The company, now known as MW Eat, which is operator of the seven-strong Masala Zone chain and three fine-dining one-offs in London – says the coalition Government’s scrapping of the points-based system has made it impossible to employ skilled cooks at the crucial circa £24,000 chef de partie level.
Introduced in April last year , the rules have effectively closed the door on all but the most senior chefs hoping to join the UK restaurant industry. “The legislation makes it impossible for us to employ skilled people to actually cook the food,” says Namita Panjabi, who runs the business with husband Ranjit Mathrani and sister Camellia Panjabi.

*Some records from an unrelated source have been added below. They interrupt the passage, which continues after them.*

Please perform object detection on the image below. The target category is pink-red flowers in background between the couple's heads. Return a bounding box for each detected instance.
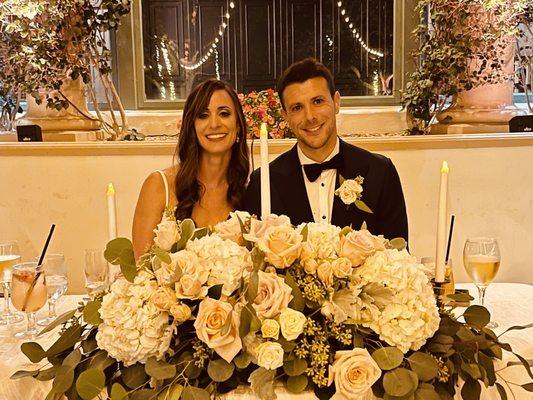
[239,89,294,139]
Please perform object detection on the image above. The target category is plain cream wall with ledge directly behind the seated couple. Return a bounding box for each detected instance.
[0,134,533,296]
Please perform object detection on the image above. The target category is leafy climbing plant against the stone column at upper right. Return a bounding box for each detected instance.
[402,0,528,134]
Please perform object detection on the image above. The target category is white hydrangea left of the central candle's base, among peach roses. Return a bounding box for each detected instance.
[186,234,252,296]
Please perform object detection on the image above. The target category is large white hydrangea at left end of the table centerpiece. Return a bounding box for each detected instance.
[96,271,174,366]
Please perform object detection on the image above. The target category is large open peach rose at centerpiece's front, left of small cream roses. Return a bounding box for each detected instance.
[194,297,242,363]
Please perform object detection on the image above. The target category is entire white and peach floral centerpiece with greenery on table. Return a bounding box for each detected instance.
[13,212,533,400]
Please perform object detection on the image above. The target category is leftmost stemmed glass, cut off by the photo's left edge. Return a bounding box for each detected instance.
[0,241,24,325]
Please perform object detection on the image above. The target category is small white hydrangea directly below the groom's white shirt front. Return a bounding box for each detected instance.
[297,222,341,260]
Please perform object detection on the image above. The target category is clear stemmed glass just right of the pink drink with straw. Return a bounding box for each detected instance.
[37,254,67,326]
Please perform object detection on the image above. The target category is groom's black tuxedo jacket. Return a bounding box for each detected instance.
[244,140,408,241]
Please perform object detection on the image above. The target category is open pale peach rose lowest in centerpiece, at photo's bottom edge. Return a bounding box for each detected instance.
[328,348,381,400]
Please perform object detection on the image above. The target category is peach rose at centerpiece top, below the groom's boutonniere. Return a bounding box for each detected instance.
[337,229,385,267]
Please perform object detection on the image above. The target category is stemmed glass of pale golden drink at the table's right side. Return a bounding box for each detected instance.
[463,237,500,329]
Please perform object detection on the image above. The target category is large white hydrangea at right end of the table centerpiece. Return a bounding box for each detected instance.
[354,249,440,353]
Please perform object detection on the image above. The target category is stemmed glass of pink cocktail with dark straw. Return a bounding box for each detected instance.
[11,261,47,339]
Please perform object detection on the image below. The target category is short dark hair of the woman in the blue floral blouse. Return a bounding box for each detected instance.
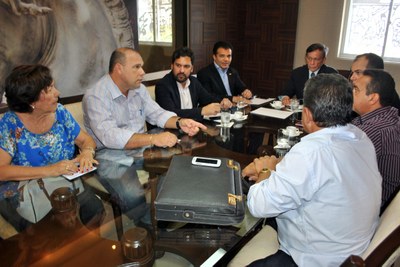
[4,64,53,113]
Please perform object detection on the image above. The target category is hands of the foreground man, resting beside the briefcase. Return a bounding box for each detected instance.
[242,156,281,183]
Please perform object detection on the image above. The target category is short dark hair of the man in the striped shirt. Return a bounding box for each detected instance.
[363,69,397,107]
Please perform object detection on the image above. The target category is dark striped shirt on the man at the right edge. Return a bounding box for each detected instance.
[352,107,400,207]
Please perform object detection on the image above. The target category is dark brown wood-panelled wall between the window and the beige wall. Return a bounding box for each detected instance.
[189,0,299,97]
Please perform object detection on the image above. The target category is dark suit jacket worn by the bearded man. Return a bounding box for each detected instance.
[155,72,219,121]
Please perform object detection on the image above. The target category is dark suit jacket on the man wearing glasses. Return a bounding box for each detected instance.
[281,64,338,99]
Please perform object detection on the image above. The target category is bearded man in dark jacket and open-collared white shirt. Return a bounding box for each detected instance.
[155,47,232,121]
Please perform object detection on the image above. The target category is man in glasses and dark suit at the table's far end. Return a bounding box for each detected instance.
[281,43,338,106]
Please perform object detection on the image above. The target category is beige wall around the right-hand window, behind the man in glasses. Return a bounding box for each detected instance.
[293,0,400,94]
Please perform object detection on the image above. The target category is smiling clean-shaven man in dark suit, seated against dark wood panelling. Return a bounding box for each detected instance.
[197,41,252,103]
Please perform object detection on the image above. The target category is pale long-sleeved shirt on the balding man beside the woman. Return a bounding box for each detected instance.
[82,74,176,149]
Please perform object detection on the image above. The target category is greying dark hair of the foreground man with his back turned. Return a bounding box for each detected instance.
[303,73,353,127]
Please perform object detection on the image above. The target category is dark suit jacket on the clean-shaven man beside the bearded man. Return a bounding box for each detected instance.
[197,62,247,102]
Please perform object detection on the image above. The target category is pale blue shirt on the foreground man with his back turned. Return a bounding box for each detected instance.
[247,124,382,267]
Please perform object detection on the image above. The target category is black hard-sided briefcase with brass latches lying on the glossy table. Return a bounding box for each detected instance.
[155,156,245,225]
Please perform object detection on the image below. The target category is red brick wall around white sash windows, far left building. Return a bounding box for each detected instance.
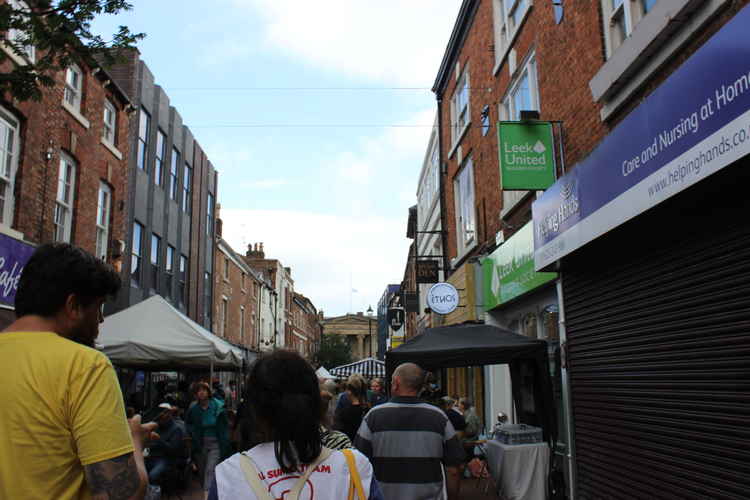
[0,53,129,266]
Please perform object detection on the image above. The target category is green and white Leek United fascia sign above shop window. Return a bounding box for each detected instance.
[482,222,557,311]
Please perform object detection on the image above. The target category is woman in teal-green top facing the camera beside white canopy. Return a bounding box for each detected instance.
[185,382,232,493]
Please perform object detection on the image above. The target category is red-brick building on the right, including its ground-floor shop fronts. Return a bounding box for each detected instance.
[433,0,750,498]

“Gourmet ethnic restaurants need cooks that understand the difference between mediocre and great tastes, and that generally takes significant immersion in the cuisine.”
Current immigration policy is hampering the expansion of other operators too. The Hakkasan Group says it would do more in the UK if rules were less punitive, while Alan Yau, the influential restaurateur behind the Busaba Eathai chain, will shortly launch a new Thai format modified to be less reliant on experienced ethnic chefs.
“We wanted to create a menu that requires fewer Thai chefs,” says Yau, who will open Naamyaa in Islington next month. “The legislation has made it very difficult to open more Busabas and has squeezed the quality of authentic offers across the sector.”
The Asian casual-dining sector has been a significant growth area in recent years, led by Wagamama and Yo! Sushi and followed by Thai Square, Tampopo and Banana Tree. All are suffering to some degree from the restrictions.